The players themselves are an interesting mix of good and bad. The animations are far more crisp and clean than in previous versions. I specifically noticed a very clean look and feel in the pitching and batting animations. You’ll still see the occasional awkward transition in the field, but all and all, it’s one of the strengths of “ASB 2005’s” overall visual experience. On the flip side, the player models themselves still leave a lot to be desired. The detail and texturing is just not there. The scaling is pretty generic and gives an impression that there are only three body types (skinny, medium, and fat) and they are all used to the extreme. In fact, in “ASB”, Ivan Rodriguez may want to consider changing his nickname from “Pudge” to “Big, Fat Cow”.
A treat to the ears as well, “ASB 2005” uses all the audio tricks of the next-gen consoles to make for a great experience. The two-man booth of Thom Brenneman and Steve “Psycho” Lyons is used in a very wise “less is more” technique. Like real televised baseball, the commentary lets the action tell the story in certain areas. I find myself playing “All-Star Baseball” in a very similar fashion to watching a game on TV. I know the commentators are there. I know they’re talking. I’m just not really paying attention unless something big happens. I like that about this title. It makes it feel very real. They’ve even utilized Arizona Diamondbacks’ Spanish play-by-play voice Oscar Soria to provide a full experience for Spanish-speaking fans.
The atmosphere in the ballparks is top notch as well. Each home field has its own specific chants and feel. The crowd AI (if there is such a thing) seems more accurate this year, as well. The virtual patrons seem to cheer, boo, and heckle at the appropriate moments this year. That just helps create a really full and complete sound to the game.

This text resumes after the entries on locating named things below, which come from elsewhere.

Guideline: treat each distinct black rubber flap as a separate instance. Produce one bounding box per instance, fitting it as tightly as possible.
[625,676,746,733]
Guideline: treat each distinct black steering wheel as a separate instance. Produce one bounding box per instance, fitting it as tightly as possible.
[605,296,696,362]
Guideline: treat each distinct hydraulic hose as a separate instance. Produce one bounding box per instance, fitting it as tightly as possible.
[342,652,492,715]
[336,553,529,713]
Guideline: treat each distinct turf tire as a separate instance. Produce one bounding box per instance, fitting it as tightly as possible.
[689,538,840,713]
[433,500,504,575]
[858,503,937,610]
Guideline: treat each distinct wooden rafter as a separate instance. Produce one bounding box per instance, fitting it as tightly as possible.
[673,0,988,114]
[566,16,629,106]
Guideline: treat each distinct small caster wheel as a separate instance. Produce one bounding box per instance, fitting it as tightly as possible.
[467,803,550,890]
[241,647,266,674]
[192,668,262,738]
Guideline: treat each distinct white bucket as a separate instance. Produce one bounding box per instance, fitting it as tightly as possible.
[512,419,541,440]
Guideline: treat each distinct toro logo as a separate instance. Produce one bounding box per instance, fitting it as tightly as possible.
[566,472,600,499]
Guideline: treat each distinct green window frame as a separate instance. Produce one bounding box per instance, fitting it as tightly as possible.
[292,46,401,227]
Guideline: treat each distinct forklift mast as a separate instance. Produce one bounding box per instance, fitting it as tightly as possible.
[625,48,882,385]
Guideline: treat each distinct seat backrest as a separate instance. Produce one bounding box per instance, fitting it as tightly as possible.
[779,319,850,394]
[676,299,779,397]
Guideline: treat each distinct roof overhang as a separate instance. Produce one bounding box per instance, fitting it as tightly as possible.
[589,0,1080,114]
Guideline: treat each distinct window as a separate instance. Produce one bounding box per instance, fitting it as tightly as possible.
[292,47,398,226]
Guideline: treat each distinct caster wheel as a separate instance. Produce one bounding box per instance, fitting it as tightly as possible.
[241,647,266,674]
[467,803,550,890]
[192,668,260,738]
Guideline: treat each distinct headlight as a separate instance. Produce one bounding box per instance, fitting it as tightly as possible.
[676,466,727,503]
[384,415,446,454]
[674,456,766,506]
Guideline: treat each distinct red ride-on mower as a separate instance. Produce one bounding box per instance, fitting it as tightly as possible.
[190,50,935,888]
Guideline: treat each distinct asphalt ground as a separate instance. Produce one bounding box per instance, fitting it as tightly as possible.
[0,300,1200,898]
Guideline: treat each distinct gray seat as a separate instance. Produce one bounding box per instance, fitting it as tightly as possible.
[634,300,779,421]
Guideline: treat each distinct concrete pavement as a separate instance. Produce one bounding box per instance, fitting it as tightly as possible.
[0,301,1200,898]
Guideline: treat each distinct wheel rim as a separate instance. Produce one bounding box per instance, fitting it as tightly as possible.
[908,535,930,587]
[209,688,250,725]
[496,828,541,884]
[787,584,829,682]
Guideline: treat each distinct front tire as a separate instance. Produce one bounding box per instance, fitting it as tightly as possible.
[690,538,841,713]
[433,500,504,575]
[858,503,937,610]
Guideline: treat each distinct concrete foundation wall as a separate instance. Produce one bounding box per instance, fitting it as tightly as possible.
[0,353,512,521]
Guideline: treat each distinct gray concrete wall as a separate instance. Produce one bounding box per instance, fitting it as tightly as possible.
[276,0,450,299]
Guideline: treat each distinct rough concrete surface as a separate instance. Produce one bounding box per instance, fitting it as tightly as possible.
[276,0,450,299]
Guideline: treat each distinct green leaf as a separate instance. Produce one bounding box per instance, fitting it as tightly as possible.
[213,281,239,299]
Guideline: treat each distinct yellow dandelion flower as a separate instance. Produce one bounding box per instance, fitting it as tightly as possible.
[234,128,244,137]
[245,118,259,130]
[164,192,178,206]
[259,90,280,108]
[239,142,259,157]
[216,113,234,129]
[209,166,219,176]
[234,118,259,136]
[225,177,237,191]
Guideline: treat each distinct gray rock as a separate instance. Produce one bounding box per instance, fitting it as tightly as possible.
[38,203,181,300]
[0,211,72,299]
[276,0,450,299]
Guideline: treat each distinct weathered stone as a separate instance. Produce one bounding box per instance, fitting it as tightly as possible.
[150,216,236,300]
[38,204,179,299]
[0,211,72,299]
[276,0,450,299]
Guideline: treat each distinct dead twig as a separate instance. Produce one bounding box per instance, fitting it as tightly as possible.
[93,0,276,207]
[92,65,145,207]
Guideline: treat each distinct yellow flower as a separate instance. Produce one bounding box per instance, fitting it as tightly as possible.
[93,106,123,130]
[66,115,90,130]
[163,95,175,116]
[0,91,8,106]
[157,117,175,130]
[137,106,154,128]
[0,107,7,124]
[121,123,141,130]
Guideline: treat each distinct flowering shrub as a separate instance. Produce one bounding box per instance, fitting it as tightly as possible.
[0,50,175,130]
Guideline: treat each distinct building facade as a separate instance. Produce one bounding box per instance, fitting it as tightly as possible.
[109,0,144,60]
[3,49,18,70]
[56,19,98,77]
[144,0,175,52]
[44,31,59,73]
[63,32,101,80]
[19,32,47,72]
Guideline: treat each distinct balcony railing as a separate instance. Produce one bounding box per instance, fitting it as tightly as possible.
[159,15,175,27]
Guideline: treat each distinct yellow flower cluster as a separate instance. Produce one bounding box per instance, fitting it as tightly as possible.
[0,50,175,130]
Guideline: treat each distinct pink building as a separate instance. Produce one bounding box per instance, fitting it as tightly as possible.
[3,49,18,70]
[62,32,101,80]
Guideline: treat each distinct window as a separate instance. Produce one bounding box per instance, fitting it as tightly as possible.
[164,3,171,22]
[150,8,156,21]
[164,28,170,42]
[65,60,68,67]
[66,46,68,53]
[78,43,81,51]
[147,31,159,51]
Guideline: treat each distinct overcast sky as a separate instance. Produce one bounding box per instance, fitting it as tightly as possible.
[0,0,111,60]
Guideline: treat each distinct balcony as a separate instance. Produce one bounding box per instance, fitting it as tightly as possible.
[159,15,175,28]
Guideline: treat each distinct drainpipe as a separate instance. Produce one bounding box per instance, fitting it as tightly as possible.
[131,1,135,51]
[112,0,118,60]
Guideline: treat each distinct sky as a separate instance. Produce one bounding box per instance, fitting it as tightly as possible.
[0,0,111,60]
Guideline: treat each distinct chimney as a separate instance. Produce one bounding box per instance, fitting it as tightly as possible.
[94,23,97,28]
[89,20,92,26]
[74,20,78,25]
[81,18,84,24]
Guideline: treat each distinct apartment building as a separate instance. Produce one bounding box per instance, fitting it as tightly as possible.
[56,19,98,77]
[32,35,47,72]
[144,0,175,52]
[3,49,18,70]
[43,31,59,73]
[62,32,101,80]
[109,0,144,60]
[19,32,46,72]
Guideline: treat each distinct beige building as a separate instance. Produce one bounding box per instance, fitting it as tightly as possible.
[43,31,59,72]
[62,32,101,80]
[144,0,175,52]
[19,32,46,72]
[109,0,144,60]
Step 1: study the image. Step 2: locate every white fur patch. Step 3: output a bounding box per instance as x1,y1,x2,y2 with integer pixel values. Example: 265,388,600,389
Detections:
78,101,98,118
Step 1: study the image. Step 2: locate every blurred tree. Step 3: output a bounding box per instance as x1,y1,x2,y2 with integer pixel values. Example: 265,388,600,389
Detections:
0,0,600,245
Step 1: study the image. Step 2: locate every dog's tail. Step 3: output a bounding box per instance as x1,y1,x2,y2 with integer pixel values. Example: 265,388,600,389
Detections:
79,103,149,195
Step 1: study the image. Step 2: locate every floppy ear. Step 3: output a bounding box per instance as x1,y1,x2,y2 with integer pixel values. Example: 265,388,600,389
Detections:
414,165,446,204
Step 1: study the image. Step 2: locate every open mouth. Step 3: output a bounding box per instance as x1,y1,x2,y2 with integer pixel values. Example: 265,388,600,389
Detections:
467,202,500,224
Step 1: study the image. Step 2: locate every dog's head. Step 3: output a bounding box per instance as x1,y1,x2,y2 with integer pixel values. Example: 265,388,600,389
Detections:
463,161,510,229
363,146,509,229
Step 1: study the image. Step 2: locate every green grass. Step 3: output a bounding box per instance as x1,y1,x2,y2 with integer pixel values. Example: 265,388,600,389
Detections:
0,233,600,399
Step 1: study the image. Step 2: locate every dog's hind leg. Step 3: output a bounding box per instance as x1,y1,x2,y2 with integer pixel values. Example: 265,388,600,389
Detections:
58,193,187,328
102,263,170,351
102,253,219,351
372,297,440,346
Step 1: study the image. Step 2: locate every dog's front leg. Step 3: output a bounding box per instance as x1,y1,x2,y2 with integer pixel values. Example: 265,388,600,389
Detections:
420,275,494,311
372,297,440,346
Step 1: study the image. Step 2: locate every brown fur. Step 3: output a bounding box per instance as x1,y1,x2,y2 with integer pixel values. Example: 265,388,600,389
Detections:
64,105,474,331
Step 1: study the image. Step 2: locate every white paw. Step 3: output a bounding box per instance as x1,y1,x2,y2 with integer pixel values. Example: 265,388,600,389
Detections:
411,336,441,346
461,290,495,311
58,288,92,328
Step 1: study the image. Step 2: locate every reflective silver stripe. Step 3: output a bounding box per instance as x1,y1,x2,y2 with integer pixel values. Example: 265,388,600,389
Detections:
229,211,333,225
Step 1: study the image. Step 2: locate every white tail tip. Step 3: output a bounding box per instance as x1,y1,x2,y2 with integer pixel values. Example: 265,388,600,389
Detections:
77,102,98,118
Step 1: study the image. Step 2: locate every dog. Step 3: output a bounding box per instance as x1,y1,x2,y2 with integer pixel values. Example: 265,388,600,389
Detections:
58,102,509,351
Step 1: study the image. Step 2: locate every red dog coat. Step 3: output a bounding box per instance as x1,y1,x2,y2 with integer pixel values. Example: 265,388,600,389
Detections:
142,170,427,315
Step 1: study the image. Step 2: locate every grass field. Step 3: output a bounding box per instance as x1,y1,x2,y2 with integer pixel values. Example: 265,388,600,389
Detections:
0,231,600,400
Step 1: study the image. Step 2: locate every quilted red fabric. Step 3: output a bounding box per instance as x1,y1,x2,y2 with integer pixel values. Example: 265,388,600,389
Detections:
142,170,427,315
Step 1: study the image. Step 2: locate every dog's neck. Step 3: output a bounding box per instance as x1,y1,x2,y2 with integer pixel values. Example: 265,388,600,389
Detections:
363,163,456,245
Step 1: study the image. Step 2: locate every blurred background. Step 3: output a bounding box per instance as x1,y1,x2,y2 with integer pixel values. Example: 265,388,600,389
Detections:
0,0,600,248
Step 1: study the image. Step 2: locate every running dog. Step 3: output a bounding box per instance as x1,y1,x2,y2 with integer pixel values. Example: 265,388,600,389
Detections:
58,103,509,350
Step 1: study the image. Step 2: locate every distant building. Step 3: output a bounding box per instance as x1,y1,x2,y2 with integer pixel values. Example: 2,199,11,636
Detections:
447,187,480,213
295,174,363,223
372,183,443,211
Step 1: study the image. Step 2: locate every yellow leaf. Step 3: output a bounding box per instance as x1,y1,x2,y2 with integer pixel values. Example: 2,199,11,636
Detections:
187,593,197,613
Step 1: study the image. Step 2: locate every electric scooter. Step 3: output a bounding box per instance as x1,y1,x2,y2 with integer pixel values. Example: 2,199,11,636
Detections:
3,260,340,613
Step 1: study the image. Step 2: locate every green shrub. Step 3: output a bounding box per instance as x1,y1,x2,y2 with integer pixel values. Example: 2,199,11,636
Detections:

I’ll be honest, “All-Star Baseball 2004” lasted about three weeks in my library last year. The only redeeming quality I could even find in it was its depth. To me, “ASB 2004” was the Detroit Tigers of the baseball release season. Like the Tigers, management started tweaking the team. Adding a little something here, fixing a little something there. “All-Star Baseball 2005” is a completely different team. The depth is still there, the gameplay is improving, and XBL functionality has been added. Could it be a “worst to first” situation? Maybe. This is not only a good baseball title; this is a good video game - period. It’s deep enough for the expert, but has the “pick-up-and-play” functionality for a beginner. Is it a grand slam? Not quite. But, at minimum, I’d call it a two-out single with the bases loaded.